On Aug. 18, 1920, the ratification of the 19th Amendment granted women the right to vote. Not all women, though, because the history of voting rights is not equal to voting access. Nevertheless, it was a start and had a context of its own, a context that rhymes with the present.
Though women voted en masse in New Jersey in 1789, they organized for the right to vote, formally, after the 1840s when Susan B. Anthony was arrested for voting. It took 80 years, multiple women’s associations and three major conventions. It took the lobbying of Frederick Douglass on behalf of women’s suffrage. It required persistence more than patience, and agitation, activism and finally coordination between conservative and more militant women.
After 2020 and as the COVID pandemic strings out into another year, the context feels relatable.
The decade when women’s activism finally resulted in universal suffrage (the right to vote) was that of World War I and the Flu Pandemic which began in 1918 and lasted for two years. Even then, with the deaths of 675,000 Americans, mask wearing was a matter of contention, though war-era Red Cross signs said un-maskers were slackers, implying they were shirking their civic duty. The era was fraught with protests, from the Anti-Mask League that formed after the war ended in November 1918 to the protests of women all over the country, agitating for suffrage. 
Starting with a parade on the day before President Wilson’s inauguration, and for 18 more months, women paraded, picketed and stood as “Silent Sentinels” outside the White House. For 18 months, onlookers harassed the women, police arrested them and President Woodrow Wilson said that the right to vote was a states-rights issue.
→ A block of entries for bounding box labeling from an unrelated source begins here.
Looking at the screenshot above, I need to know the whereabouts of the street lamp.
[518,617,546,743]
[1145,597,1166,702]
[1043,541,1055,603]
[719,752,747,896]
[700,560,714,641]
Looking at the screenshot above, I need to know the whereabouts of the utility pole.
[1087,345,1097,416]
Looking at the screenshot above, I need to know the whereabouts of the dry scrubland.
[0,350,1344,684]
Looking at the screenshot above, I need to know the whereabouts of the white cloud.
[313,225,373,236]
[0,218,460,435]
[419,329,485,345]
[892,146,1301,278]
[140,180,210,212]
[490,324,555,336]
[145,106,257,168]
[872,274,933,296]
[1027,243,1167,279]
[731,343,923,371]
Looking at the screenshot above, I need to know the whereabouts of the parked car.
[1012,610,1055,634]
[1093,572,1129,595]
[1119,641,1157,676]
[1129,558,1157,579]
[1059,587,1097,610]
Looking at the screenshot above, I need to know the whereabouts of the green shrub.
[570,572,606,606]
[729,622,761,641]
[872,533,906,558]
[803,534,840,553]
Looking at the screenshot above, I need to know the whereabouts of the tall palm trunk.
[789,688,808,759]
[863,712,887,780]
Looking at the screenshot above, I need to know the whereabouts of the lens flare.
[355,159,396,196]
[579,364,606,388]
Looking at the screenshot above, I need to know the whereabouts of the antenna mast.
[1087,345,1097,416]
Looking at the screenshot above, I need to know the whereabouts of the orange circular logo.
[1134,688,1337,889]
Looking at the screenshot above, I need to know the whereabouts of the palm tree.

This decade was the climax and ended by bringing women of different worldviews together, but not before tumult. In 1909, Emma Smith DeVoe proposed the National Council of Women Voters at a Seattle Convention of the National American Women’s Suffrage Association (NAWSA). She formed it in 1911. In 1912, Alice Paul and Lucy Burns were appointed to the NAWSA congressional committee and then formed a separate group in 1913. By 1919, Carrie Chapman Catt proposed a merger of groups to form the League of Women Voters to ensure that conservative women would participate. 
Throughout Woodrow Wilson paid lip service to women’s suffrage. His daughter was a suffragist, so he said he was sympathetic, but held out too long on the claim of states-rights, ignoring that it should be a universal right, therefore one for the federal government to tackle.  
Alice Paul and Lucy Burns’ National Women’s Party persisted using tactics learned from British suffrage the anti-slavery, temperance and the labor movements. When women protesting outside of the White House were arrested and imprisoned, they went on hunger strikes and were force fed in prison. According to the Wilson Center, this torture of women, as well as womens’ efforts during the war, persuaded the president to champion universal suffrage late in the year. By 1919, an amendment was in the works, and Carrie Chapman Catt’s League of women voters united conservatives and liberals to help its ratification.
For 80 years, women persisted when they were told to wait, to lobby their states, to advocate in more genteel ways. Often they were told to stay home and focus on family, that they were not fit for the responsibility, as if equal representation in a democracy was “unnatural.” 
When Alice Paul asked President Wilson, “How long must we wait?” the words echoed in 1963 when Dr. King wrote to white ministers in his letter from a Birmingham jail saying that black Americans had long been told “wait!” To white people who wanted to kick the can down the timeline of history, King responded, “This ‘wait’ has almost always meant ‘never.’ ”
When black American voter registration was throttled so that 600,000 registered voters dwindled to less than 4,000, when the Chinese Exclusion Act and the Dawes Act prevented Asians and Native Americans from voting, when 2020 statehouses are enacting more voter restrictions that result in lower turnout, it’s hard not to ask, how is this not suppression?